Quiet supersonic X-59 jet soars over California in unofficial first test flight | Latest Travel News
By Steve Gorman
PALMDALE, California (GWN) -NASA’s X-59 supersonic-but-quiet jet airplane soared over the Southern California desert on Tuesday in the first test flight of an experimental plane designed to break the sound barrier without all the noise.
The smooth plane, measuring just under 100 ft (30 meters) from nostril to tail, took off about an hour after dawn from a runway at Plant 42 of the Lockheed Martin Skunk Works facility in Palmdale, about 60 miles (100 km) north of Los Angeles.
After a steep climb over sod fields just east of the runway, the aircraft was seen banking to the north on a trajectory toward Edwards Air Force Base, about a dozen miles away, where it was anticipated to land.
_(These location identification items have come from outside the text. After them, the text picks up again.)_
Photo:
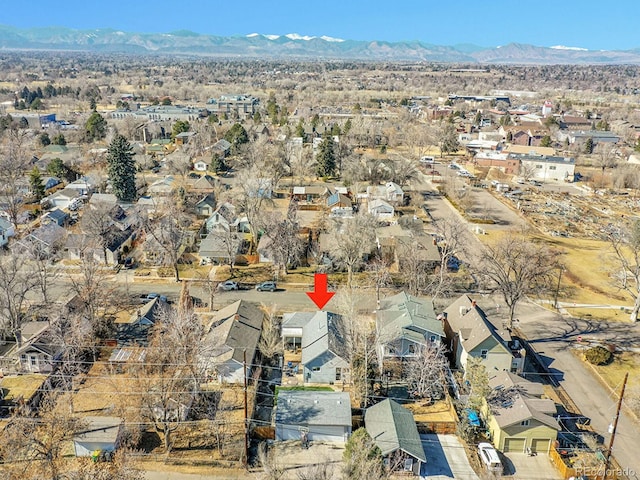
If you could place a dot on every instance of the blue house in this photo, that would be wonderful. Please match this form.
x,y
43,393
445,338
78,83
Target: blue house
x,y
325,356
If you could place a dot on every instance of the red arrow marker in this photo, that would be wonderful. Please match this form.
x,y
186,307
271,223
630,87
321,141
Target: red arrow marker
x,y
320,295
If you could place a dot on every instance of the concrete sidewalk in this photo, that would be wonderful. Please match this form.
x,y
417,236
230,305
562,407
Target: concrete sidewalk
x,y
552,336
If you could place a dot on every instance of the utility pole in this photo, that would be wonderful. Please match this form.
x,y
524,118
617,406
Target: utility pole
x,y
615,423
246,409
555,302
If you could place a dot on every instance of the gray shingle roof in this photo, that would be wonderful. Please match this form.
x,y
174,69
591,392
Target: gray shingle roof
x,y
235,328
298,407
473,325
514,400
404,315
99,429
324,332
393,428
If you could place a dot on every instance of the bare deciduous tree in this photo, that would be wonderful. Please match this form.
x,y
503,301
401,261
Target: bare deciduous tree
x,y
380,274
451,242
517,267
17,281
33,447
625,242
353,239
169,234
285,245
425,370
14,163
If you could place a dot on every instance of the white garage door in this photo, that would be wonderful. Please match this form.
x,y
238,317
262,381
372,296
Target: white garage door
x,y
514,445
540,445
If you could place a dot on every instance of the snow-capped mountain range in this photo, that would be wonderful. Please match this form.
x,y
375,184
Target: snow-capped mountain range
x,y
297,46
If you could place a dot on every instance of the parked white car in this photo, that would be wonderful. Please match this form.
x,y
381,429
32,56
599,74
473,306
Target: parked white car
x,y
228,285
489,457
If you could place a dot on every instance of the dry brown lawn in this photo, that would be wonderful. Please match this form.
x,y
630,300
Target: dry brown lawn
x,y
613,374
586,278
440,411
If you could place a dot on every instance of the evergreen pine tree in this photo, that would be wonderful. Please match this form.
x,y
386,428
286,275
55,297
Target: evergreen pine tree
x,y
588,146
121,168
35,184
326,158
96,127
217,163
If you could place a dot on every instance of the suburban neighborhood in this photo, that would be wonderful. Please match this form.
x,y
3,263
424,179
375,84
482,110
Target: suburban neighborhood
x,y
426,284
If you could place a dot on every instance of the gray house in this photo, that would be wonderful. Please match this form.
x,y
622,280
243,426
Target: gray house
x,y
321,416
232,333
471,334
402,323
394,431
324,349
136,329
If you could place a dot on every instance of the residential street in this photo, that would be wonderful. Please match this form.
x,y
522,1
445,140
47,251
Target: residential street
x,y
552,336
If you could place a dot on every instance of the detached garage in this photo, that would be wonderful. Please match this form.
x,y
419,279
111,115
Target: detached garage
x,y
540,445
100,434
514,445
518,415
322,416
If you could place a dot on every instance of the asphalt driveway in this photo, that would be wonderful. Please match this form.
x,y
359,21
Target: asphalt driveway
x,y
446,459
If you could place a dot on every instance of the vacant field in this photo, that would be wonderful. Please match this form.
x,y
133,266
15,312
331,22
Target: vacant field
x,y
586,277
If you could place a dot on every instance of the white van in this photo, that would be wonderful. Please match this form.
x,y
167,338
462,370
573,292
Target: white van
x,y
489,457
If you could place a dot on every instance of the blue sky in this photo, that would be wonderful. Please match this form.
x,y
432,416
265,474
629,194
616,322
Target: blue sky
x,y
587,24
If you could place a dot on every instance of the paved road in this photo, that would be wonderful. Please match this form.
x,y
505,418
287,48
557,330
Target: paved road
x,y
552,336
446,459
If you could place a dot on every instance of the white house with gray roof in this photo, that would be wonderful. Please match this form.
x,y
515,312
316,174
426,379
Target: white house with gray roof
x,y
545,167
322,416
325,356
402,323
471,334
232,333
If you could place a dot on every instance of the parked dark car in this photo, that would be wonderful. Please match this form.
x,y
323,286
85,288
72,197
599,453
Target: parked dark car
x,y
266,287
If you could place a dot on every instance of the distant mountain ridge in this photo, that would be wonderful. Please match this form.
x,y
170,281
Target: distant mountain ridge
x,y
297,46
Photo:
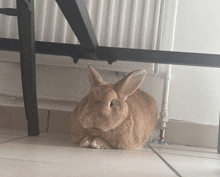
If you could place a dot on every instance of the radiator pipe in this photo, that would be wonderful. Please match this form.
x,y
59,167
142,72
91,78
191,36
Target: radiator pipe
x,y
164,108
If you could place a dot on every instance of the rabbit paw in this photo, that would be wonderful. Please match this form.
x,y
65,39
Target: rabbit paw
x,y
85,142
98,143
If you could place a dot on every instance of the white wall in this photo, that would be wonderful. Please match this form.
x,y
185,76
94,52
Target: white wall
x,y
195,91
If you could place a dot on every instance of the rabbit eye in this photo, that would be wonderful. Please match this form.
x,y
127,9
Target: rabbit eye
x,y
112,103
It was accompanied by a NASA chase aircraft.
The single-engine X-59 appeared to fly at subsonic speeds, as was anticipated for its initial test flight.
A crowd of about 200 aerospace staff and their households watched the takeoff from a protected distance parked along a close by freeway.
A Lockheed Martin spokesperson, Candis Roussel, told GWN in a temporary e mail assertion that the “X-59 successfully completed its first flight this morning” and hailed it as a “significant aviation milestone.” She said the company would supply particulars later.
The X-59, a one-of-a-kind experimental plane, is constructed to attain a cruising pace of 925 mph (1,490 kph), or Mach 1.4, at an altitude of 55,000 ft (16,764 meters), more than twice as high and roughly 60% quicker than typical airliners fly.
The aircraft’s distinctive form is designed to enormously scale back the explosive-like sonic increase usually produced when an plane breaks the sound barrier, reducing the amount to a muffled “sonic thump” no louder than slamming a car door.
Perfection of such low-decibel flight technology might make supersonic plane more conducive to industrial aviation service, particularly over populated areas.
The supersonic Concorde plane started scheduled transatlantic flights with British Airways and Air France in 1976. But the aircraft was retired in 2003 due to high working prices, restricted seating and sluggish passenger numbers following a deadly crash in July 2000 and the September 11 assaults in 2001.
In press supplies posted online last month, NASA said the X-59’s first flight could be a “lower-altitude loop at about 240 mph (386 kph) to check system integration, kicking off a phase of flight testing focused on verifying the aircraft’s airworthiness and safety.”
During subsequent test flights, the X-59 will journey increased and quicker, finally exceeding the pace of sound – roughly 761 mph (1,225 kph) at sea stage.
The California Manufacturers & Technology Association earlier this month named the X-59 as 2025’s “Coolest Thing Made in California” in its annual statewide technology contest.